The article, written by senior health reporter Jessica Hamzelou, argues that the commercialization of perimenopause has outpaced the evidence, creating a market for unregulated supplements, unnecessary prescriptions, and a diagnostic label that is being applied far too broadly.
No test, no definition, no clear diagnosis
Menopause is straightforward to define: it occurs one year after a person’s last menstrual period. Perimenopause, by contrast, is a fuzzy, retrospective diagnosis. It refers to the years when ovarian hormone production begins to fluctuate — but those fluctuations are precisely what make it impossible to diagnose with a single blood test. Symptoms such as hot flashes, sleep disruption, mood changes, and vaginal dryness do overlap with perimenopause, the article notes, but they also overlap with stress, thyroid disorders, depression, and a dozen other conditions.

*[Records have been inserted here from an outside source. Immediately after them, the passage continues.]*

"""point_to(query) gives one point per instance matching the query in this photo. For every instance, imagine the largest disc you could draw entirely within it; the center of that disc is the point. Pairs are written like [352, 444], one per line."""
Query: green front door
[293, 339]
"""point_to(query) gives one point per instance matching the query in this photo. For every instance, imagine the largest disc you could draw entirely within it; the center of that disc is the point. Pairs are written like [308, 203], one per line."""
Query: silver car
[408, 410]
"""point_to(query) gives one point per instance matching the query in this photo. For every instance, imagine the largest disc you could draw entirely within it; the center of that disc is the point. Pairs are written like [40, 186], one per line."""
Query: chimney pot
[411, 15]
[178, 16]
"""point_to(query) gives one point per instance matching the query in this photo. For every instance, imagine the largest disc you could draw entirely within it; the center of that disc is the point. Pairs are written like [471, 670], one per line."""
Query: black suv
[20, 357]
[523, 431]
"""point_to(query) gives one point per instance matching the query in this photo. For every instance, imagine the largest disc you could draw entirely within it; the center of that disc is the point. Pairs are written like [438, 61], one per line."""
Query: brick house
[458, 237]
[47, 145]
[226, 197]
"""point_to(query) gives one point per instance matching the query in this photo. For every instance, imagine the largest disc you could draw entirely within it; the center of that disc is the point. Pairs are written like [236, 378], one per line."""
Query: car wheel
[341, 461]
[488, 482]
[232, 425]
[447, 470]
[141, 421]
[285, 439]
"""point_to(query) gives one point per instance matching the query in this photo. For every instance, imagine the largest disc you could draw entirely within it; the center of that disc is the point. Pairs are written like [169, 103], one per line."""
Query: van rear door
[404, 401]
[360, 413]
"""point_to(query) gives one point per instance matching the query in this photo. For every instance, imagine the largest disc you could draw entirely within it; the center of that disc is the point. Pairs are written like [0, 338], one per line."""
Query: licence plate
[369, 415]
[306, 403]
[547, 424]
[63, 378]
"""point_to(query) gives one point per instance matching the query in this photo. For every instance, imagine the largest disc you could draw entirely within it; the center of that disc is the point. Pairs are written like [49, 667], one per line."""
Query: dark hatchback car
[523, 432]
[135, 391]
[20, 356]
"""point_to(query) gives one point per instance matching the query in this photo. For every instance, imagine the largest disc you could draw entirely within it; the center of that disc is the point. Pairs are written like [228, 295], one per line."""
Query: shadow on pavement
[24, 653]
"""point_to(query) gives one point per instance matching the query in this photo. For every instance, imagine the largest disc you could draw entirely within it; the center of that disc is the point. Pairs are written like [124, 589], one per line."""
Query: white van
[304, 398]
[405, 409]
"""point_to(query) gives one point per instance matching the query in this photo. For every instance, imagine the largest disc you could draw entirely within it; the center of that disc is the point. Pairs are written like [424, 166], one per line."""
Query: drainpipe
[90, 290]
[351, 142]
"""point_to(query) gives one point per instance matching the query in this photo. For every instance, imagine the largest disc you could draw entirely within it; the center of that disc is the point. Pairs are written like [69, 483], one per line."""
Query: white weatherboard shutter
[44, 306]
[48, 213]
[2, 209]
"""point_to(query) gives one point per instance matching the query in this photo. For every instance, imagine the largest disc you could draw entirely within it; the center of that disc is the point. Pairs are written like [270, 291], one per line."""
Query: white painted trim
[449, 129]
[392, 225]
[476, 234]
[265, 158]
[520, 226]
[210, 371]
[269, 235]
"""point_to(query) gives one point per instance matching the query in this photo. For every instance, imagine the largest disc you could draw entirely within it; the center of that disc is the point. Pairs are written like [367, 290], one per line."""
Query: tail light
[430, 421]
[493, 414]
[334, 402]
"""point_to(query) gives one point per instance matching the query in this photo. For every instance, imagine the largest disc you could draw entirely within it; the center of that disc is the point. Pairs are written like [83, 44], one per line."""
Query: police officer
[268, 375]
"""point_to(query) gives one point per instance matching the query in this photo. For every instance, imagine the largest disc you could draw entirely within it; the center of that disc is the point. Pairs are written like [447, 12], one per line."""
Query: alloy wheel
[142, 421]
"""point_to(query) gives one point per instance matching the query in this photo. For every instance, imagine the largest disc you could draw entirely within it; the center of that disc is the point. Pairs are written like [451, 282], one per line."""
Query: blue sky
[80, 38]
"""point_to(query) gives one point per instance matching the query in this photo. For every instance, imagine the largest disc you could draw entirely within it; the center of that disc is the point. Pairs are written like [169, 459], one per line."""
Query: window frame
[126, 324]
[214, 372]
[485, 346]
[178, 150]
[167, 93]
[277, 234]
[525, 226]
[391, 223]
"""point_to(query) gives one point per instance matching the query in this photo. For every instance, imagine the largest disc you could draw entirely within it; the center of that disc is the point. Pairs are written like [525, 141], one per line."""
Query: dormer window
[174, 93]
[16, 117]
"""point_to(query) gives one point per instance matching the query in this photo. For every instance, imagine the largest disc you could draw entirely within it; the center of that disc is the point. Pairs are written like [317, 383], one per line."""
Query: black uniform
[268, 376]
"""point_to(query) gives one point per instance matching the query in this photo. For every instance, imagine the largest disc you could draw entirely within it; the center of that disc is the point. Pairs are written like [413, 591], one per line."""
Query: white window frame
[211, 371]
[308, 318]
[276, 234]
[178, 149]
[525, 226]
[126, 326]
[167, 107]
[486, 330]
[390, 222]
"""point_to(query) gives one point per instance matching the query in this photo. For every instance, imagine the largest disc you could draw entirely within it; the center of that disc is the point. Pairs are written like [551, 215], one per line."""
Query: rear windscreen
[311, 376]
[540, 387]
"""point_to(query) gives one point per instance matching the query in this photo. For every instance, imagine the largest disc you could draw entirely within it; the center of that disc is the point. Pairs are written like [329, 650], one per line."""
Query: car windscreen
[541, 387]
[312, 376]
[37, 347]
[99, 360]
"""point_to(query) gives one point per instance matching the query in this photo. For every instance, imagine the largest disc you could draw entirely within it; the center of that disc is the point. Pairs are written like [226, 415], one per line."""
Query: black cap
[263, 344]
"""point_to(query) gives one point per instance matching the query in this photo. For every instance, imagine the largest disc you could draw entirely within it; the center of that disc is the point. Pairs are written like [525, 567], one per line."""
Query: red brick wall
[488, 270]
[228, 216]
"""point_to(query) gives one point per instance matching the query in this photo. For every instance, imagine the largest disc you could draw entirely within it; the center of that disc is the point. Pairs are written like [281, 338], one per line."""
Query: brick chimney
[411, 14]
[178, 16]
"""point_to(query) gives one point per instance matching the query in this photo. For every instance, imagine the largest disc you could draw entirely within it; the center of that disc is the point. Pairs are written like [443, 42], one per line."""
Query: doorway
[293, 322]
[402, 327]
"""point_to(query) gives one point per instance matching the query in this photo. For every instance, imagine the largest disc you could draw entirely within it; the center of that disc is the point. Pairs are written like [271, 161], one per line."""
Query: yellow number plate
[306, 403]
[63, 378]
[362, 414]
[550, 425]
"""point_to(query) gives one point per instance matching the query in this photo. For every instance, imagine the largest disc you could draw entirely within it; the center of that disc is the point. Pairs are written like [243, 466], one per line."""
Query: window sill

“Attributing everything unpleasant that happens to a woman over 35 to perimenopause is not based on any scientific evidence,” said Nanette Santoro, professor of obstetrics and gynecology at the University of Colorado Anschutz.
The HRT problem
Hormone replacement therapy (HRT) is effective for menopausal women whose ovaries have stopped producing estrogen. But in perimenopausal women, the ovaries are still producing estrogen — erratically, but often at high levels. Standard HRT doses, Lumsden explained, “may well get swamped by the woman’s own hormone production,” potentially causing abnormal bleeding and other complications.
Paula Briggs, former chair of the British Menopause Society, described the current push for HRT as “almost cult-like.” The concern is that women who do not need it are demanding prescriptions based on social media trends rather than medical evaluation.

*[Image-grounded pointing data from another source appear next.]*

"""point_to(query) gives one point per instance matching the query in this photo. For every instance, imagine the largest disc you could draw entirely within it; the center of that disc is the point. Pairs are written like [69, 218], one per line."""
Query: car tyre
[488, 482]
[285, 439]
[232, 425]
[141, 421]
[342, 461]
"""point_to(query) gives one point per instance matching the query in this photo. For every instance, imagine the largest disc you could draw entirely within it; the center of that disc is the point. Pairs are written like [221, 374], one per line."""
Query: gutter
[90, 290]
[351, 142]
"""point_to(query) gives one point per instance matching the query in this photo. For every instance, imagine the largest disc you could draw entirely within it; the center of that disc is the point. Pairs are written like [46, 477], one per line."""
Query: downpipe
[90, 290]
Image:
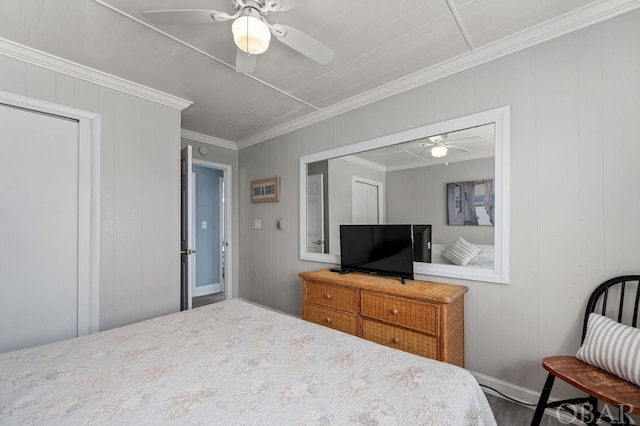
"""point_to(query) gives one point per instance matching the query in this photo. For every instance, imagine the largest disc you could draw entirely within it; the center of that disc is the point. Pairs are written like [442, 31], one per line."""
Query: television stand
[424, 318]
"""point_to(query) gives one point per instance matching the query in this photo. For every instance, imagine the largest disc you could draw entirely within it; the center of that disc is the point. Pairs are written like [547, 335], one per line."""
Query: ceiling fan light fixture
[251, 34]
[439, 151]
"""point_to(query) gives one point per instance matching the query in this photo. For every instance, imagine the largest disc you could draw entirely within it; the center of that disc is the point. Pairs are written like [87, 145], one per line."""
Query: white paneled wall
[575, 103]
[140, 190]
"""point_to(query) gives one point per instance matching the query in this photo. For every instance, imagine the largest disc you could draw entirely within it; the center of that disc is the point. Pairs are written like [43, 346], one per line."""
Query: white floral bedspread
[232, 363]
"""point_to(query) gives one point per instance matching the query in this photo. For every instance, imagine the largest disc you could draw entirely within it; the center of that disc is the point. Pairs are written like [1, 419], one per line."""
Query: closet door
[39, 228]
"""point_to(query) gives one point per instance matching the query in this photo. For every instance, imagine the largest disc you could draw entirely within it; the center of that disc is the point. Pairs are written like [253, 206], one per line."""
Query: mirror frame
[501, 117]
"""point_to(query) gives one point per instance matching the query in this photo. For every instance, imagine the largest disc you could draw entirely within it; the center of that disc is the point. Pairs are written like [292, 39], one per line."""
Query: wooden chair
[624, 397]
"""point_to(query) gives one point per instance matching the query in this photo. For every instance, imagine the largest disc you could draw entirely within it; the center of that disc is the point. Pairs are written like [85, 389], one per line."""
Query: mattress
[232, 363]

Supplements without evidence
Testosterone supplements marketed for perimenopause are a particular concern. Lumsden noted that patients taking these supplements showed no increase in blood testosterone levels. “Whatever they are getting, it is not testosterone,” she said.

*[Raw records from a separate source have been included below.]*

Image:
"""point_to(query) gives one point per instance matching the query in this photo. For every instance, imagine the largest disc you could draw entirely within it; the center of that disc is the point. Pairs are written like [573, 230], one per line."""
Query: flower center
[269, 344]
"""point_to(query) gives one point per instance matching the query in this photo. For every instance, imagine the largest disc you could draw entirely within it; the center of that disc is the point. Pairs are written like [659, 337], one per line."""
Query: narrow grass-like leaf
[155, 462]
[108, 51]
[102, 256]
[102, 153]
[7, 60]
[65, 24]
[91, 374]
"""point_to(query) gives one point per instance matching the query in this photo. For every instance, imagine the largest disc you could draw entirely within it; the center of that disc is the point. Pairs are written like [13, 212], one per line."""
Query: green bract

More broadly, the article warns that the perimenopause label can mask other serious conditions. Hamzelou describes her own experience of pelvic pain that she initially attributed to perimenopause — it turned out to be endometriosis, a condition that HRT can actually worsen.
The broader picture
The article does not argue that perimenopause symptoms are unreal or that women should suffer in silence. Rather, it warns that a one-size-fits-all narrative promoted by commercial interests — supplement companies, private clinics, and influencers — may lead women to demand treatments they do not need and miss diagnoses they do.
“If you experience symptoms, get a medical evaluation,” Hamzelou concludes. “But do not assume it is perimenopause, and do not demand HRT before a proper diagnosis is made.”